All the information set forth in the U.S. Offer is incorporated by reference herein in response to Items 1 through 9, Item 11 and Item 13 of this Schedule TO, as supplemented by the information specifically provided in this Schedule TO, except that such information is hereby amended and supplemented to the extent specifically provided herein.
The Offer to Purchase and Items 1 through 9, Item 11 and Item 13 of the Schedule TO, to the extent such Items incorporate by reference the information contained in the Offer to Purchase, are hereby amended and supplemented as follows:
The U.S. Offer is set to expire at 11:59 p.m. New York City Time on January 25, 2017, unless extended.
Items 1 through 9, Item 11 and Item 13.
The disclosure set forth in the Offer to Purchase under the caption “Offer to Purchase for Cash” is hereby amended by deleting and replacing in its entirety the reference to “5:00 PM” with “11:59 PM”.
The disclosure set forth in the Offer to Purchase under the caption “Questions and Answers About the Offers” is hereby amended by deleting and replacing in its entirety the reference to “5:00 PM” under the heading “Scheduled Expiration Date” with “11:59 PM”.
The disclosure set forth in the Offer to Purchase under the caption “Questions and Answers About the Offers” is hereby further amended by deleting and replacing in its entirety the reference to “5:00 PM” under the question “How long do I have to decide whether to tender in the U.S. Offer?” with “11:59 PM”.
The disclosure set forth in the Offer to Purchase under the caption “Introduction” is hereby amended by deleting and replacing in its entirety the reference to “5:00 PM” in the tenth paragraph with “11:59 PM”.
The disclosure set forth in the Offer to Purchase under the caption “Special Factors—Positions of the Filing Parties as to the Fairness of the Offers—Recommendation of the Cnova Transaction Committee; Fairness of the Offers” is hereby amended by adding the following sentence immediately following the first sentence of the paragraph beginning “Additionally, the Cnova transaction committee . . .”:
The Cnova transaction committee and the Cnova board of directors were not aware of any firm offer for a merger, sale of all or a substantial part of Cnova’s assets, or a purchase of a controlling amount of Cnova securities having been received by Cnova from anyone in the two years preceding the signing of the Reorganization Agreement.
The disclosure set forth in the Offer to Purchase under the caption “Special Factors—Financial Advisor Materials Related to the Offers—Opinion of Eight Advisory as to Fairness of the Offers—Analysts’ Target Price Analyses” is hereby amended by deleting and replacing in its entirety the reference to “US$5.00” with “US$5.50”.

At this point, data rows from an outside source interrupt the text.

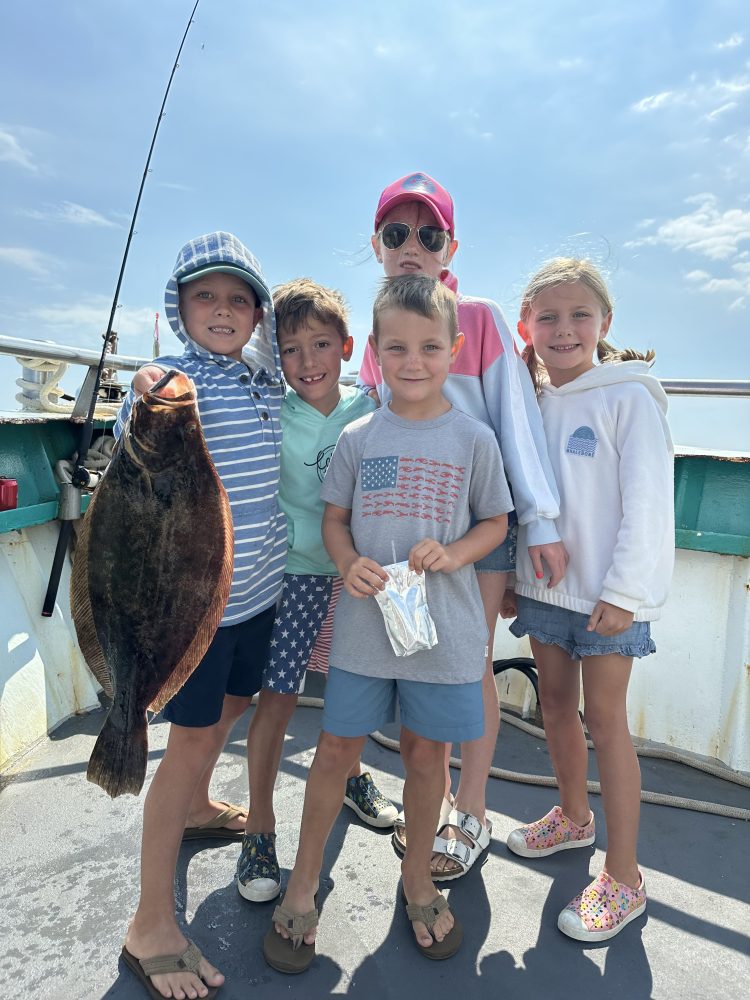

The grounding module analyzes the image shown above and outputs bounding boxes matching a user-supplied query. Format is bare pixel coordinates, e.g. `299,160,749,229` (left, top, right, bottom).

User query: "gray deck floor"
0,668,750,1000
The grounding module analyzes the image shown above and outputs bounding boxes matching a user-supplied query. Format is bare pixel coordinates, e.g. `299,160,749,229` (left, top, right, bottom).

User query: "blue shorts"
164,605,276,728
263,573,336,694
322,666,484,743
474,510,518,573
510,594,656,660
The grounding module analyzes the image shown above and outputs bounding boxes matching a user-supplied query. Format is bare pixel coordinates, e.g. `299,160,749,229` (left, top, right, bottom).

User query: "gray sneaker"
237,833,281,903
344,771,398,829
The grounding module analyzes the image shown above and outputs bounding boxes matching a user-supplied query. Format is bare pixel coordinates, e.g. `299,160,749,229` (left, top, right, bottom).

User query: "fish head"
126,370,200,472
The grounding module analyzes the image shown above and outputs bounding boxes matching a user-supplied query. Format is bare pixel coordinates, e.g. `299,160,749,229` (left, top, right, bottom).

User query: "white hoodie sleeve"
600,383,674,613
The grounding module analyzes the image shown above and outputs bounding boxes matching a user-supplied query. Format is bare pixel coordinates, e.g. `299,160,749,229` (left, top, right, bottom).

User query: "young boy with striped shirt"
115,232,287,997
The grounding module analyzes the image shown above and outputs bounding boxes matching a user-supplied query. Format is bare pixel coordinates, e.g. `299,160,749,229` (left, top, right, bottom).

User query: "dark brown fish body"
71,372,234,797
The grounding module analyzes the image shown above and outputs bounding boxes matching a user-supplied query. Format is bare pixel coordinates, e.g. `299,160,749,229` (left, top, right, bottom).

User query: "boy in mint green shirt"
237,278,397,902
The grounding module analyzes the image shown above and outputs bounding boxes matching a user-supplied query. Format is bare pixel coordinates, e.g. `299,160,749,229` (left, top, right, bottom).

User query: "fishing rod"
42,0,200,618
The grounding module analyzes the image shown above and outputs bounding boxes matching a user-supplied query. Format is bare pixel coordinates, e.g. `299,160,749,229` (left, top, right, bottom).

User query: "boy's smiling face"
370,308,464,420
278,319,354,416
180,271,263,361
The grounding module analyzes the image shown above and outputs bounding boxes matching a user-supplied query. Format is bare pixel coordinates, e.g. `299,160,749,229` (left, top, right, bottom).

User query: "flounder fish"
70,371,234,798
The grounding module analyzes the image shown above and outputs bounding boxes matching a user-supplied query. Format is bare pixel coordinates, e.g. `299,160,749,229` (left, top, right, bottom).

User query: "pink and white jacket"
357,271,560,545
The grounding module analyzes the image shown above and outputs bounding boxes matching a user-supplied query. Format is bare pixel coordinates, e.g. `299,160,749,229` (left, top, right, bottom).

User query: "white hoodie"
516,361,674,621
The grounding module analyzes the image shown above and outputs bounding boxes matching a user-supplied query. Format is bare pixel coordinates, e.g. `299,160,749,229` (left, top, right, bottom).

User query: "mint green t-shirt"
279,385,375,576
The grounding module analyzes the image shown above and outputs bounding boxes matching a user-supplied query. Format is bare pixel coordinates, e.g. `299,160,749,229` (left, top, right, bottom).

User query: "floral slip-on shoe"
557,871,646,944
507,806,596,858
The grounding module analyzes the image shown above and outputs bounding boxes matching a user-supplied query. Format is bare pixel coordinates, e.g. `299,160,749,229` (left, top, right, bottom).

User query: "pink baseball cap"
375,173,454,239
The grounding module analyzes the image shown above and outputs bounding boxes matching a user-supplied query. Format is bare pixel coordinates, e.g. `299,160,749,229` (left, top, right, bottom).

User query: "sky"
0,0,750,451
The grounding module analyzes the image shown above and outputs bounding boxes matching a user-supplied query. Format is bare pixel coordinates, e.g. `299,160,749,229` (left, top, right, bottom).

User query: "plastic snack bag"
375,562,438,656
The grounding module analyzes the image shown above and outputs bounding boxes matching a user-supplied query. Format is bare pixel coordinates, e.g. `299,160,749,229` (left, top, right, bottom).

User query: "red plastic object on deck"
0,479,18,510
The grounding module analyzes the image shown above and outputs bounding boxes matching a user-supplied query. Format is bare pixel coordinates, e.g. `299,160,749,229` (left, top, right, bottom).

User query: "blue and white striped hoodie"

The disclosure set forth in the Offer to Purchase under the caption “The Offers—Terms of the U.S. Offer—Expiration Date of the U.S. Offer” is hereby amended by deleting and replacing in its entirety the reference to “5:00 PM” in the first paragraph with “11:59 PM”.
The disclosure set forth in the Offer to Purchase under “Appendix C—IV. Valuation Criteria for the Offer—4.6. Miscellaneous” is hereby amended by adding the following paragraph immediately following the third paragraph:
During the two year period preceding the date of the valuation analysis, the aggregate fees received by J.P. Morgan from Casino, Cnova and their respective affiliates were approximately US$9.6 million.